Tespitlerime göre bu insanları biraraya toplayan şey ya bir "pipi" oluyor ya da "meme", gerçekten, oturuyoruz bir masanın etrafında bir de fark ediyorum ki masadaki kızlardan birinin memelerini herkes tanıyor bir ben tanımıyorum, tabii haksız rekabet var ortada, kendimi kötü hissedip kalkıp gidiyorum.. Bu meme bazen bir pipiye dönüşüyor bir bakıyorum adam toplamış bütün pipisini tanıyanları..

En kötüsü de şu aynı memeyi tanıyanlardan olmak, ben aramızda bir kardeşlik bir dostluk varmış gibi düşünüp hemen ortama ısınsam da insanlar pek bir çekingen olabiliyor.

Oysa meme diyorum pipi diyorum.

Son olarak kulakları çınlasın; pipi
popo
meme
pipilipopo.

11 Ağustos 2009 Salı

vınnnn

O kadar sıkılıyorum ki, ancak bu kadar olur. Yok, hayatımda hiç bir şey yok. En azından olanlarla ilgilenemiyorum bile. Şöyle çiçek açsam falan ne güzel olur yine diye düşünürken, asıl noktayı kaçırdığımı fark ettim.

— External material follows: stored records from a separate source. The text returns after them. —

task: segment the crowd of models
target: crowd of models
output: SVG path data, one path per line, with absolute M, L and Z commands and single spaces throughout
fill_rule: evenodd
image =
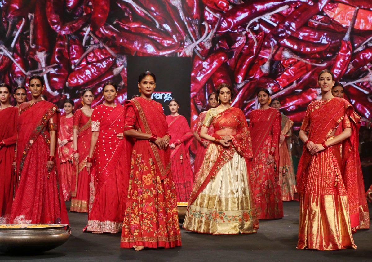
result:
M 297 248 L 356 248 L 352 233 L 369 227 L 360 117 L 331 72 L 319 73 L 321 99 L 308 105 L 301 126 L 296 178 L 293 122 L 267 89 L 257 91 L 260 106 L 248 115 L 248 127 L 231 105 L 233 89 L 221 84 L 192 130 L 177 100 L 166 116 L 151 99 L 155 82 L 142 73 L 140 95 L 124 106 L 108 82 L 104 102 L 94 109 L 85 89 L 82 107 L 73 114 L 67 99 L 62 116 L 42 98 L 42 78 L 30 79 L 30 101 L 24 87 L 14 90 L 15 106 L 10 87 L 0 85 L 0 224 L 68 224 L 71 200 L 70 212 L 87 213 L 84 231 L 121 231 L 121 247 L 139 250 L 181 246 L 177 202 L 188 202 L 186 230 L 227 234 L 256 233 L 259 219 L 282 218 L 283 201 L 298 200 Z

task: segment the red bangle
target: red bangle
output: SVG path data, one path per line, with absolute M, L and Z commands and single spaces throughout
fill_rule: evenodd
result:
M 154 142 L 156 141 L 156 140 L 158 139 L 158 136 L 156 135 L 151 134 L 151 137 L 150 138 L 148 139 L 150 141 L 152 142 Z

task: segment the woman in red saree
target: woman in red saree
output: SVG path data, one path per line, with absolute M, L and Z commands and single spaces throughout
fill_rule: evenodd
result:
M 185 116 L 178 114 L 180 105 L 172 99 L 169 102 L 171 114 L 167 116 L 172 177 L 176 185 L 177 202 L 186 202 L 190 197 L 194 174 L 191 169 L 189 149 L 194 137 Z
M 282 116 L 269 105 L 270 93 L 266 88 L 257 93 L 261 107 L 248 116 L 253 151 L 252 187 L 260 219 L 283 217 L 279 183 L 279 136 Z
M 208 103 L 211 108 L 215 108 L 218 105 L 217 103 L 217 98 L 216 98 L 216 93 L 214 92 L 211 93 L 208 96 Z M 209 141 L 205 139 L 203 139 L 200 137 L 200 130 L 202 128 L 203 122 L 205 118 L 207 111 L 204 111 L 199 114 L 198 117 L 198 122 L 195 130 L 194 131 L 194 136 L 198 141 L 198 147 L 196 148 L 196 153 L 195 156 L 195 161 L 194 162 L 194 179 L 195 175 L 199 171 L 200 167 L 202 166 L 203 160 L 204 159 L 204 156 L 207 151 L 207 147 L 209 144 Z M 209 135 L 211 135 L 214 133 L 213 130 L 213 126 L 211 125 L 208 129 L 207 133 Z
M 60 113 L 41 99 L 43 78 L 30 79 L 32 99 L 19 106 L 16 192 L 10 223 L 68 224 L 56 146 Z
M 221 105 L 208 111 L 201 135 L 210 142 L 197 173 L 183 227 L 212 234 L 257 232 L 258 218 L 250 180 L 251 142 L 245 116 L 230 105 L 232 89 L 217 89 Z M 207 133 L 213 125 L 215 133 Z
M 115 234 L 121 230 L 128 195 L 129 179 L 126 175 L 130 157 L 124 153 L 128 145 L 123 139 L 124 107 L 114 103 L 117 89 L 112 82 L 105 83 L 105 102 L 92 114 L 93 134 L 86 167 L 90 173 L 93 164 L 96 186 L 90 197 L 90 202 L 91 199 L 94 201 L 91 209 L 89 203 L 86 228 L 96 234 Z
M 274 98 L 271 106 L 278 111 L 280 107 L 280 100 Z M 293 122 L 282 114 L 282 131 L 279 138 L 279 184 L 283 201 L 298 201 L 298 194 L 296 185 L 296 175 L 293 167 L 291 148 Z
M 151 99 L 155 80 L 142 73 L 141 96 L 125 104 L 124 134 L 136 140 L 120 246 L 137 251 L 181 245 L 168 124 L 161 105 Z
M 71 199 L 71 178 L 72 177 L 72 157 L 74 154 L 73 128 L 75 103 L 68 99 L 64 104 L 66 115 L 61 117 L 60 132 L 58 133 L 58 152 L 61 162 L 61 180 L 65 201 Z
M 357 116 L 347 101 L 332 95 L 332 72 L 321 71 L 318 82 L 322 99 L 308 106 L 299 134 L 305 144 L 297 171 L 297 248 L 355 249 L 351 228 L 359 223 Z M 338 126 L 343 131 L 335 137 Z
M 94 99 L 90 89 L 83 90 L 81 100 L 84 106 L 74 114 L 74 167 L 71 179 L 72 197 L 70 212 L 88 212 L 90 176 L 85 166 L 92 135 L 90 117 L 93 109 L 91 106 Z
M 10 86 L 0 84 L 0 220 L 10 214 L 15 182 L 12 164 L 17 141 L 18 109 L 9 103 L 11 93 Z M 3 223 L 0 221 L 0 224 Z

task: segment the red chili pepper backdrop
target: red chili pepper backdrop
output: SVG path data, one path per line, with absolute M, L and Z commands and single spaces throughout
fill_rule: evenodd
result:
M 94 105 L 101 103 L 109 79 L 120 83 L 122 103 L 127 55 L 192 56 L 192 126 L 207 94 L 224 82 L 246 114 L 256 106 L 255 90 L 267 88 L 298 128 L 326 68 L 371 119 L 370 0 L 0 0 L 0 7 L 1 82 L 27 84 L 42 74 L 45 94 L 60 108 L 87 87 Z

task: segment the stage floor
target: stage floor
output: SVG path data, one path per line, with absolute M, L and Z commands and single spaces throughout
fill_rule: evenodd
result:
M 67 202 L 68 205 L 70 203 Z M 285 202 L 282 219 L 260 220 L 258 233 L 250 235 L 212 236 L 182 229 L 182 246 L 144 250 L 120 248 L 120 233 L 83 233 L 86 214 L 69 213 L 73 234 L 62 246 L 42 255 L 9 256 L 0 260 L 33 261 L 372 261 L 372 229 L 353 235 L 356 250 L 320 251 L 296 249 L 298 202 Z M 372 206 L 369 205 L 370 213 Z

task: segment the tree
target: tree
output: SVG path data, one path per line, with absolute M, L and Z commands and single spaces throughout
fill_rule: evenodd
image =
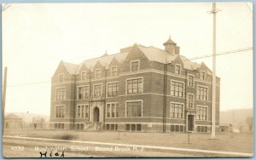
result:
M 252 131 L 253 131 L 253 117 L 247 117 L 246 119 L 246 123 L 248 126 L 249 132 L 252 133 Z

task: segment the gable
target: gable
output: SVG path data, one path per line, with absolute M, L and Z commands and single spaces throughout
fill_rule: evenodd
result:
M 130 62 L 131 60 L 143 60 L 143 59 L 149 60 L 143 54 L 143 52 L 138 48 L 137 44 L 134 44 L 134 46 L 129 52 L 128 55 L 125 59 L 124 62 L 127 62 L 127 61 Z

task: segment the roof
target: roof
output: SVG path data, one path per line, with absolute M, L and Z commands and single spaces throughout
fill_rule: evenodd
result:
M 76 70 L 77 70 L 77 65 L 72 64 L 72 63 L 67 63 L 67 62 L 63 62 L 64 66 L 67 68 L 67 71 L 69 74 L 75 74 Z
M 171 37 L 169 37 L 169 39 L 164 43 L 164 46 L 166 45 L 166 44 L 174 44 L 176 45 L 176 43 L 174 43 L 172 39 L 171 39 Z
M 10 113 L 4 117 L 5 119 L 22 119 L 22 117 L 15 115 L 14 113 Z
M 168 41 L 166 41 L 166 43 L 172 43 L 172 41 L 170 38 Z M 121 49 L 120 53 L 119 54 L 105 54 L 101 57 L 84 60 L 79 65 L 71 64 L 64 61 L 62 62 L 65 67 L 67 68 L 67 71 L 71 75 L 79 74 L 79 71 L 83 66 L 85 66 L 86 68 L 92 70 L 94 66 L 96 65 L 96 63 L 98 62 L 102 64 L 103 66 L 105 66 L 106 68 L 108 68 L 109 64 L 112 62 L 113 59 L 115 59 L 120 64 L 123 63 L 123 61 L 125 60 L 130 51 L 135 47 L 137 47 L 150 61 L 157 61 L 160 63 L 166 63 L 166 62 L 171 63 L 173 60 L 175 60 L 177 57 L 180 57 L 181 60 L 183 63 L 183 67 L 187 70 L 191 70 L 191 71 L 197 70 L 203 65 L 203 63 L 198 64 L 196 62 L 193 62 L 183 55 L 179 55 L 179 54 L 173 55 L 163 49 L 153 46 L 145 47 L 137 43 L 135 43 L 131 47 Z M 207 74 L 212 75 L 212 71 L 208 68 L 207 68 Z

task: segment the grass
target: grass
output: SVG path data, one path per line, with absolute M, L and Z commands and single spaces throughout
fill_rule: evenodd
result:
M 188 143 L 188 134 L 174 133 L 119 133 L 107 131 L 87 132 L 79 130 L 6 129 L 4 134 L 247 153 L 252 153 L 253 149 L 253 134 L 235 133 L 217 133 L 215 140 L 211 140 L 211 134 L 190 134 L 189 144 Z

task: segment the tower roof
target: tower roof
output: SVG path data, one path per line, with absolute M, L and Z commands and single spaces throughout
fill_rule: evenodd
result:
M 174 45 L 176 45 L 176 43 L 174 43 L 174 42 L 171 39 L 171 36 L 170 36 L 169 39 L 168 39 L 166 43 L 164 43 L 164 46 L 165 46 L 165 45 L 167 45 L 167 44 L 174 44 Z

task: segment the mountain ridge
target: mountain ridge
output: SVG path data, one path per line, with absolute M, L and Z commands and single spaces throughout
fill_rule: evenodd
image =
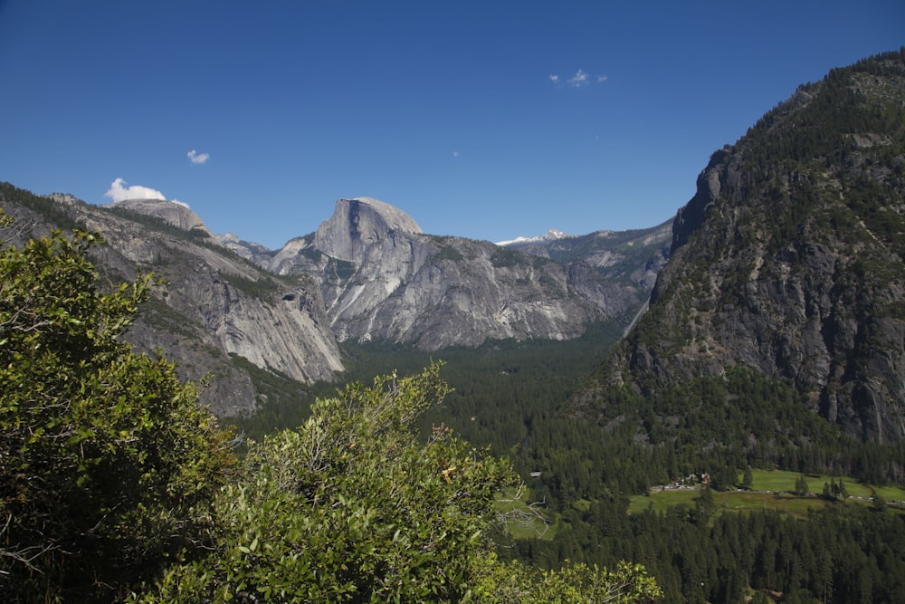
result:
M 853 436 L 905 438 L 903 108 L 891 53 L 803 85 L 715 152 L 597 383 L 653 392 L 743 366 Z

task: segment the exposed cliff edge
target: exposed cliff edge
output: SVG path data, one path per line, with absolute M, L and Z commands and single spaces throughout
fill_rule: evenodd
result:
M 864 440 L 905 437 L 905 61 L 802 86 L 713 155 L 603 383 L 741 365 Z
M 214 244 L 186 207 L 162 200 L 97 206 L 5 191 L 4 208 L 27 229 L 23 236 L 71 221 L 107 240 L 94 249 L 104 280 L 132 279 L 140 270 L 166 282 L 128 338 L 141 350 L 163 350 L 184 378 L 211 375 L 202 402 L 217 415 L 253 413 L 260 399 L 233 356 L 302 383 L 342 369 L 318 287 L 270 274 Z
M 489 339 L 566 340 L 591 321 L 627 323 L 653 285 L 643 269 L 659 267 L 655 258 L 668 236 L 639 231 L 634 252 L 643 257 L 614 253 L 607 266 L 619 264 L 624 274 L 607 276 L 580 254 L 557 262 L 490 242 L 424 235 L 402 210 L 359 197 L 338 200 L 315 234 L 257 260 L 274 273 L 319 281 L 340 341 L 438 350 Z

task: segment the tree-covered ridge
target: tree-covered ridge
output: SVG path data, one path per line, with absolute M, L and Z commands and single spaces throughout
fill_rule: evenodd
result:
M 601 384 L 662 392 L 741 366 L 856 438 L 900 440 L 903 175 L 900 52 L 803 86 L 700 174 Z
M 3 225 L 8 225 L 5 217 Z M 505 459 L 418 418 L 434 364 L 319 400 L 243 463 L 197 388 L 119 337 L 153 286 L 98 287 L 97 235 L 0 248 L 4 601 L 634 602 L 637 564 L 503 563 Z
M 105 601 L 196 542 L 228 435 L 119 340 L 152 282 L 105 292 L 98 235 L 0 249 L 0 593 Z

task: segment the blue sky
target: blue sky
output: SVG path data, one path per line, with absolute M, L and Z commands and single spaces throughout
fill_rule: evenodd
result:
M 491 241 L 653 226 L 798 84 L 902 44 L 901 0 L 0 0 L 0 180 L 272 248 L 361 196 Z

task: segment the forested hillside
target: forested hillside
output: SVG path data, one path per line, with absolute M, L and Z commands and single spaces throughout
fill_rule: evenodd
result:
M 676 601 L 901 601 L 900 508 L 827 485 L 805 514 L 736 513 L 711 489 L 750 467 L 905 482 L 903 214 L 905 51 L 802 86 L 714 154 L 648 313 L 532 424 L 533 500 L 559 515 L 518 555 L 635 560 Z M 627 513 L 690 475 L 692 506 Z
M 448 391 L 437 364 L 352 384 L 240 460 L 197 387 L 120 339 L 155 282 L 99 283 L 88 251 L 102 243 L 77 230 L 0 246 L 4 601 L 662 595 L 636 564 L 500 561 L 496 501 L 516 496 L 518 477 L 444 427 L 419 437 L 418 417 Z

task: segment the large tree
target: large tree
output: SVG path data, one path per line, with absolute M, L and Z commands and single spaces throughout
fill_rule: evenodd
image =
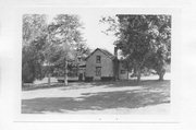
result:
M 76 60 L 82 46 L 82 24 L 77 15 L 59 14 L 48 26 L 46 57 L 49 63 L 64 70 L 64 85 L 68 85 L 68 67 Z M 83 49 L 84 50 L 84 49 Z
M 103 17 L 110 24 L 107 32 L 114 32 L 115 46 L 133 68 L 140 81 L 144 68 L 151 68 L 163 80 L 167 61 L 171 55 L 171 15 L 118 14 Z
M 46 44 L 46 15 L 23 15 L 22 80 L 33 82 L 41 79 L 41 66 L 45 60 L 42 49 Z

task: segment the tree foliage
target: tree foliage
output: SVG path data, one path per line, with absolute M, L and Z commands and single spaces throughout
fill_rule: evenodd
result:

Problemim zaten her boku farketmekken bir de bu çıktı başımıza. Neymiş efendim çok bilmiş sayın Bü amaan bu da geçer o da geçer her şey geçer diye ortalarda zıplarken her gün gelip geçmiş. E salak ısın yavrucum diye kimse de sormadığı için kendi kendime takılıyorum işte.. Aşık oldum geçsin diye bekliyorum, acı çekmem gerekiyor, aman şu iki günü atlatırsam hiç bişeyciğim kalmaz diyorum, en kötüsü adama aşık mı oldum yoksa kendi kendime yarışma düzenledim aslında "zaferin" peşinde miyim onu bile bilemiyorum. Sanırım buna yüzeysellik diyorlar. Hani şu daha bir sene öncesine kadar götümle güldüğüm türden bir yüzeysellik hem de..

Ama komik şeyler de yok değil tabii. Düşündüm de bütün hayatının böyle geçtiğini varsaysak herhangi bir insanın, her gün aynı gibi, yeni bir şey yok gibi, yeni iinsanlar bile olmasa mesela.. Ben kendimi atarım sanırım "balkondan" başkaları ne yapar bilemiyorum.

Yine de şu sıralar ben tam da yıllar sonra koşmayı bırakmışken, tamemen olduğum yere çakılmış dururken biri hızla çarpsa bana hiç fena olmaz gibi.. Başıma bir şey gelsin yani! Ne halim varsa göriyim! Sıkıldım yahu anlayan yok mu!?

30 Temmuz 2009 Perşembe

Çok önceden alınmış bir karar gibi yaşıyorum bir adım eksik atsam hatıralarım, acılarım ayaklanıyor demiş adam..

Bana gelip "Sır kutunuz olabilir miyim?" diye sormasa, benim hayatta aklıma gelmezdi sır kutum yapmak için onca çabaladığım insanlara isteğimi böyle açıkca söylemek..

Ağzım bir karış açık falan da kalmadan, tabii dedim önce kendi kendime, niye olamayacakmış ki hem?, Senden iyisini bulacağım şekerim gibi bir şey değil bu sevgili okur, bir insanı çok fazla tanıma olasılığınız varsa elinizde -her insanı mı demeli?- ama orda değilde bir adım öncesinde, hiç tanımadığınız yerdeyseniz, etrafınıza şöyle bir bakın -ne kadar da güzel- işte aynen o gördüğünüz -belkide göremediğiniz- şeyi görüp söylenmiş bir şey bu..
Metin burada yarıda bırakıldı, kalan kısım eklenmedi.